The pranks and falsehoods that Lechler pulled over the people of Lancaster sound to me a little like the humbuggery that P.T. Barnum was famous for in New York City and all over the east coast in the mid 19th century. If you ever get a chance to read Barnum’s autobiography, you can find dozens of stories like this one, though Barnum was always deceiving other for profit or personal gain. I’m sure Barnum would have been impressed with Lechler’s telegraph prank, though he would have been disappointed that he didn’t make any money off of the trick. The telegraph was one of many new inventions of the 19th century that clever/deceitful operators were able to use to fool the general public- sometimes for a laugh and sometimes to make a buck (to learn more look up Ajeeb the checkers playing robot or the legions of patent medicine inventors of the day).

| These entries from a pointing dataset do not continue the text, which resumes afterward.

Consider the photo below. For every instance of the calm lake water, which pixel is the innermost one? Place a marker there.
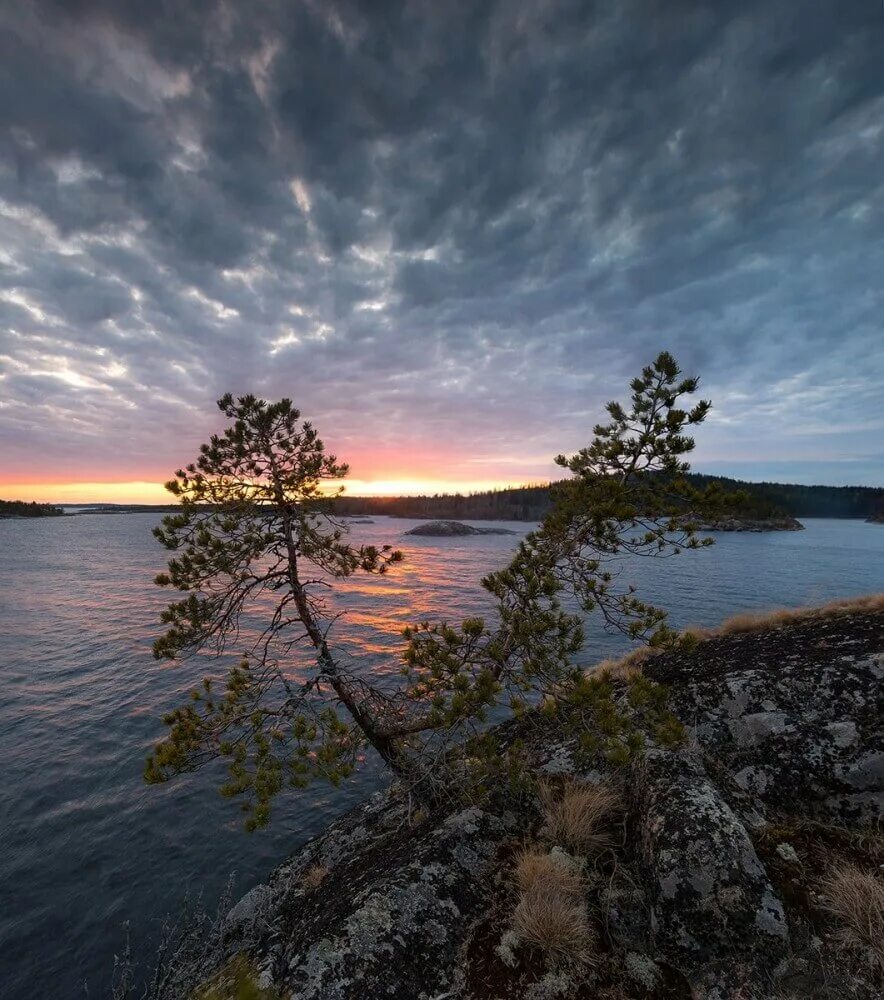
(84, 845)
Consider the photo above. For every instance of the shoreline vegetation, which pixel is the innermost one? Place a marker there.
(10, 509)
(768, 506)
(744, 862)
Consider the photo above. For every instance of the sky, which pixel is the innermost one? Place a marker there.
(449, 232)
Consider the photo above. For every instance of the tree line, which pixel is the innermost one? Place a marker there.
(534, 502)
(258, 538)
(21, 508)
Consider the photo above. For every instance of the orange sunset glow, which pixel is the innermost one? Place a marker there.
(154, 493)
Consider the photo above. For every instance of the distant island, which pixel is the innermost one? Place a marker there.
(21, 508)
(451, 529)
(766, 502)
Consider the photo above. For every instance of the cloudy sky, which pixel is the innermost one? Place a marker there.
(449, 231)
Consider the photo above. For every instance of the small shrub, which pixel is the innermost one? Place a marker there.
(578, 818)
(314, 876)
(856, 897)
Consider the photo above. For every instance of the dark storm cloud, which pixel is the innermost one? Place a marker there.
(457, 222)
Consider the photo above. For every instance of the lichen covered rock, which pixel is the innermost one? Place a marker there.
(711, 889)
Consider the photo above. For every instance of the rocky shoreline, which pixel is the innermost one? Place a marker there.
(713, 883)
(785, 523)
(454, 529)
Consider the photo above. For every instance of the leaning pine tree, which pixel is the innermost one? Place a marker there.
(257, 538)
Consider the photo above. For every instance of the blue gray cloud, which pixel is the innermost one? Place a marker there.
(428, 222)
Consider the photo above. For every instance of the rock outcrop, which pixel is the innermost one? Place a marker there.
(712, 888)
(451, 529)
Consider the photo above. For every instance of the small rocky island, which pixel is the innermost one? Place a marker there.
(454, 529)
(784, 522)
(20, 508)
(742, 863)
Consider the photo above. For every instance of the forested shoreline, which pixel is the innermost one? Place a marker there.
(532, 503)
(21, 508)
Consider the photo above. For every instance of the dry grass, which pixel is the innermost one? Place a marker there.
(557, 924)
(578, 816)
(536, 871)
(627, 666)
(748, 621)
(313, 877)
(756, 621)
(856, 897)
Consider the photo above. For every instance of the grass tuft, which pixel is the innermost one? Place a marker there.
(756, 621)
(313, 877)
(856, 897)
(579, 816)
(536, 871)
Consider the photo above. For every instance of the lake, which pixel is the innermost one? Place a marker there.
(85, 845)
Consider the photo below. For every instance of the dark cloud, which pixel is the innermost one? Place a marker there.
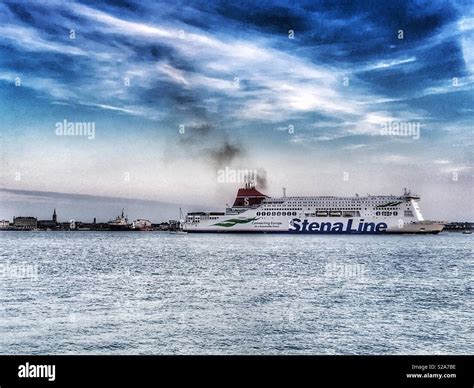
(223, 154)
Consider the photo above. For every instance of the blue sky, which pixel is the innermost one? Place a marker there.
(237, 76)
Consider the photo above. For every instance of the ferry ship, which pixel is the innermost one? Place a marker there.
(253, 212)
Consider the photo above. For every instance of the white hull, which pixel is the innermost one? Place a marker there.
(315, 215)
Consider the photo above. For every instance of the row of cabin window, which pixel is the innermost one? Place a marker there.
(386, 213)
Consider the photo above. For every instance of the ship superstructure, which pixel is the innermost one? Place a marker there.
(254, 211)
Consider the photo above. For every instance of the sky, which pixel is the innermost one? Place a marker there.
(309, 94)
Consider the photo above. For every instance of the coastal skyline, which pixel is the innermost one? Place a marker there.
(365, 98)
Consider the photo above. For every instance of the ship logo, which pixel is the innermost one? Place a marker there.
(235, 221)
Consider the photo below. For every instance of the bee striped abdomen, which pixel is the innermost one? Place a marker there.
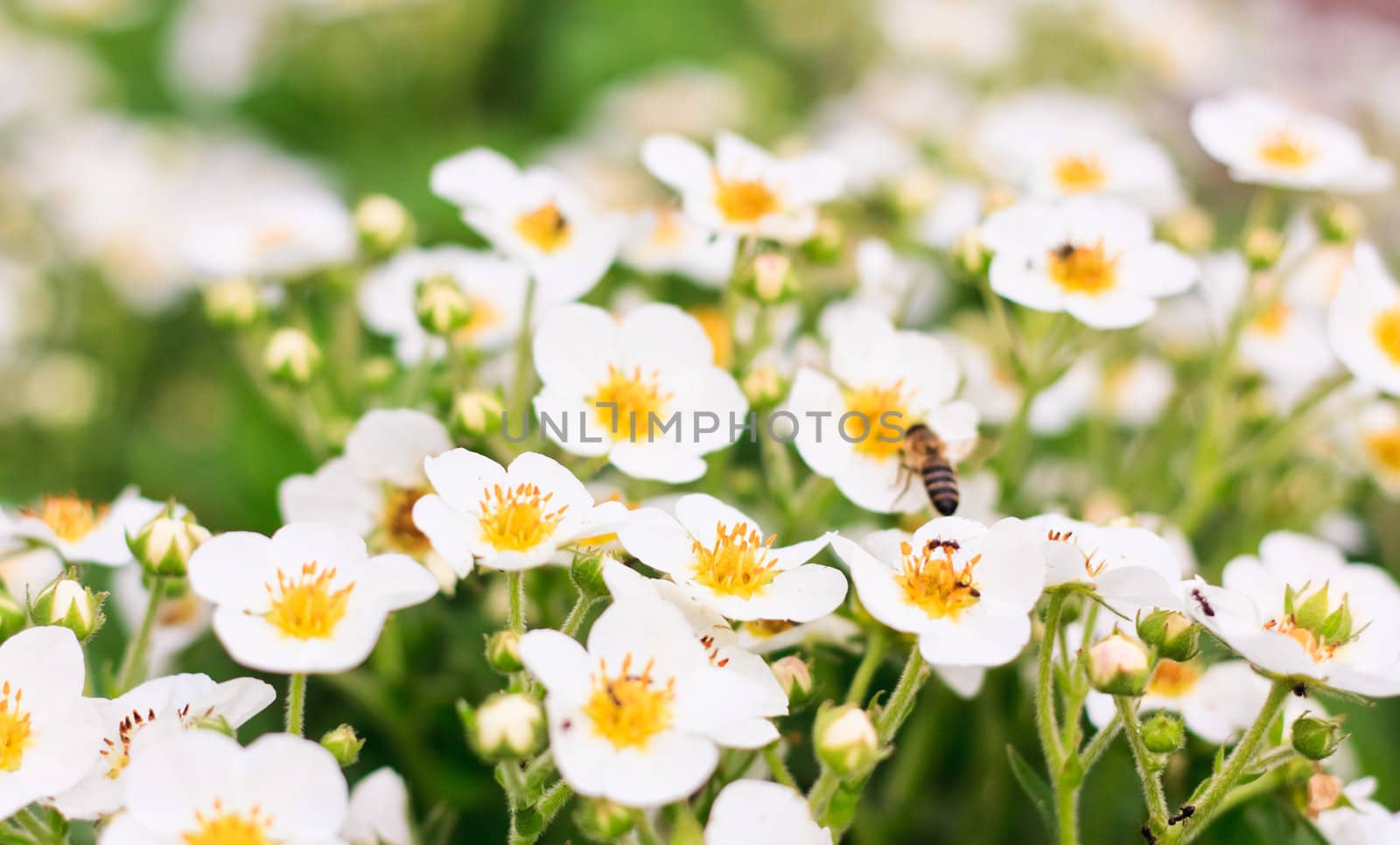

Despite misunderstandings and misrepresentations, it wasn’t long before telegraph lines criss crossed the United States. William Wilson began his career as a messenger boy for the Atlantic and Ohio Telegraph Company in 1852, and a few years later began working for the  Pennsylvania Railroad as an expert telegrapher. During the Civil War he served in the United States Military Telegraph Corps and opened the world’s first military telegraph office in Harrisburg, PA. When Wilson died in 1919, telegraphs and telephone lines linked practically every town and village. And a few years after that, radio would come to prominence and connect everywhere that lines couldn’t go.

Telegraph messengers
Postal telegraph messengers in Indianapolis, 1908. Library of Congress.

New technology, especially when its not widely understood, can be seem equally wondrous and dangerous. The first few years of the telegraph were no exception for many Pennsylvanians. Lots of people today are pretty anxious about new technology too- from drones to internet hacking and the government surveilling our every move.  I wonder how historians will write about the impact of technology on early 21st century America?